Attached hereto as Exhibit 99.1 is a Press Release dated September 30, 1999
with respect to an application filed by the Registrant's wholly owned
subsidiary, Pacific Crest Bank (the "Bank"), with the California Department of
Financial Institutions by which the Bank requested approval to convert from a
California-chartered industrial bank to a California-chartered commercial bank
(the "Conversion Application"). The press release also indicated that in
connection with the Conversion Application, the Registrant filed an application
with the Federal Reserve Board to become a registered bank holding company.
ITEM 6. RESIGNATIONS OF REGISTRANT'S DIRECTORS
Not Applicable
ITEM 7. FINANCIAL STATEMENTS, PRO FORMA FINANCIAL INFORMATION AND EXHIBITS.
(a) Financial Statements - Not Applicable
(b) Pro Forma Financial Information - Not Applicable
(c) Exhibits
99.1 Press Release dated September 30, 1999.

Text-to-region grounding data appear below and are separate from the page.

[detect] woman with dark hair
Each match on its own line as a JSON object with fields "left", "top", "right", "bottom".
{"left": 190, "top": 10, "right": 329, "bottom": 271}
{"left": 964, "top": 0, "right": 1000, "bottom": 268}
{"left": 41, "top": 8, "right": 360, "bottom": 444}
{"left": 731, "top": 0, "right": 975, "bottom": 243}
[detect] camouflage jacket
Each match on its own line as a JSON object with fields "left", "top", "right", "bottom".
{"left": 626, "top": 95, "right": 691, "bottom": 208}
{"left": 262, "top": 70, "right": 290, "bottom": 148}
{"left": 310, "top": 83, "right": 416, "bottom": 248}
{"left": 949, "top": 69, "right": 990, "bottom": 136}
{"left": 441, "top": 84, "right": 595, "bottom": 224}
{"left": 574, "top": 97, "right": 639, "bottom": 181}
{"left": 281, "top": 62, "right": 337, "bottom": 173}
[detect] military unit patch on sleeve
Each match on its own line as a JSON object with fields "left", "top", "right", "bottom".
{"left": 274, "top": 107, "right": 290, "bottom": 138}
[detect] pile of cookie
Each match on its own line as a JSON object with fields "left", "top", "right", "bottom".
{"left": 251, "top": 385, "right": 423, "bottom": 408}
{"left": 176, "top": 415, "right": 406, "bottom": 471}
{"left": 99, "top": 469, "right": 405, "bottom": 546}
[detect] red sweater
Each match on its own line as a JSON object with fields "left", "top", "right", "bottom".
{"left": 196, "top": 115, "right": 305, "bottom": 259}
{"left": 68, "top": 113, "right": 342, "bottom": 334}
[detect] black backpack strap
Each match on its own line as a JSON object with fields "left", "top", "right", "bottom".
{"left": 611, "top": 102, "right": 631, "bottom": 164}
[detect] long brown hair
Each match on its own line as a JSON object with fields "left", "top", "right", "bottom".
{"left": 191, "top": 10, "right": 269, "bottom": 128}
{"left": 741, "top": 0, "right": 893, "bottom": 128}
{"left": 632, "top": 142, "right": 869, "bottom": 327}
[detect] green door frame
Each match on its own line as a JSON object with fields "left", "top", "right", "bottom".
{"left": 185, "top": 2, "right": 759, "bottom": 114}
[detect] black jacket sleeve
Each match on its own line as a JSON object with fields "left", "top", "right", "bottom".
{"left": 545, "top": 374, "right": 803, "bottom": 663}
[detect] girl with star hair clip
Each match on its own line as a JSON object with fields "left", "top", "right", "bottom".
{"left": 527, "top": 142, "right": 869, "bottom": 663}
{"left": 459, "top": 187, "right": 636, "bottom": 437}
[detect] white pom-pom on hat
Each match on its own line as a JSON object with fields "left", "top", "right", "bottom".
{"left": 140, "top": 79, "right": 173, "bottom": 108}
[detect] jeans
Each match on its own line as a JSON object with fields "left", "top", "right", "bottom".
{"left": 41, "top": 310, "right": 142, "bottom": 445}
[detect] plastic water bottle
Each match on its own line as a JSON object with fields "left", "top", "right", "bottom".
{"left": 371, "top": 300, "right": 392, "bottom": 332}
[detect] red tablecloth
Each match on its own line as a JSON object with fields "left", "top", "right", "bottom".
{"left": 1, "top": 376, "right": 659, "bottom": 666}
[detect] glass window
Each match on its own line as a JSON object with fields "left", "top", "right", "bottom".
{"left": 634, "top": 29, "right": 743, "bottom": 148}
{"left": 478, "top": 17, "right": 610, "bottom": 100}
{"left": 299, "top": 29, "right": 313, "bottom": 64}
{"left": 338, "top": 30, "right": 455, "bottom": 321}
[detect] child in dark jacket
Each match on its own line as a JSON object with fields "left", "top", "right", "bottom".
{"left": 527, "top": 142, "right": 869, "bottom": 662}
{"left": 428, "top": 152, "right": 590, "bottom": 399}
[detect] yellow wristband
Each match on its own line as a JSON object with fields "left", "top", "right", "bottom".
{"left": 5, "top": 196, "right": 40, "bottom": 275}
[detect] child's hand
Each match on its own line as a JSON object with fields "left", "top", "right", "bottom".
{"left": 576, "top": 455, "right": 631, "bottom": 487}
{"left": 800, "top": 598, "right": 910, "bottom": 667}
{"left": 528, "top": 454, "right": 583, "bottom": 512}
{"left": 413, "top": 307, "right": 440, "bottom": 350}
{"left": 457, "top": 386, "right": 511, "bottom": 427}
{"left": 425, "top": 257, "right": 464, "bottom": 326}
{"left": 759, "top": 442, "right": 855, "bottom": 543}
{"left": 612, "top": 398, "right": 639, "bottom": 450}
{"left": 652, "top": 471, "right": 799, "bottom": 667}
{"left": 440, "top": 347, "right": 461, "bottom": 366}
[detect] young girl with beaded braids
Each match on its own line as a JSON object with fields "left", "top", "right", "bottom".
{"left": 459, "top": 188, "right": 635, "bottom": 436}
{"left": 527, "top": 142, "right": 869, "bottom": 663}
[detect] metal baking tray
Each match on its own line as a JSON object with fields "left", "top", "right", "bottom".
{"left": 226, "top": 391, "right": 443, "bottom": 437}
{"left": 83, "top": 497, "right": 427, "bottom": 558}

ITEM 8. CHANGE IN FISCAL YEAR
Not Applicable
ITEM 9. SALES OF EQUITY SECURITIES PURSUANT TO REGULATION S
Not Applicable.
SIGNATURES
Pursuant to the requirements of the Securities Exchange Act of 1934,
the registrant has duly caused this report to be signed on its behalf by
the undersigned hereunto duly authorized.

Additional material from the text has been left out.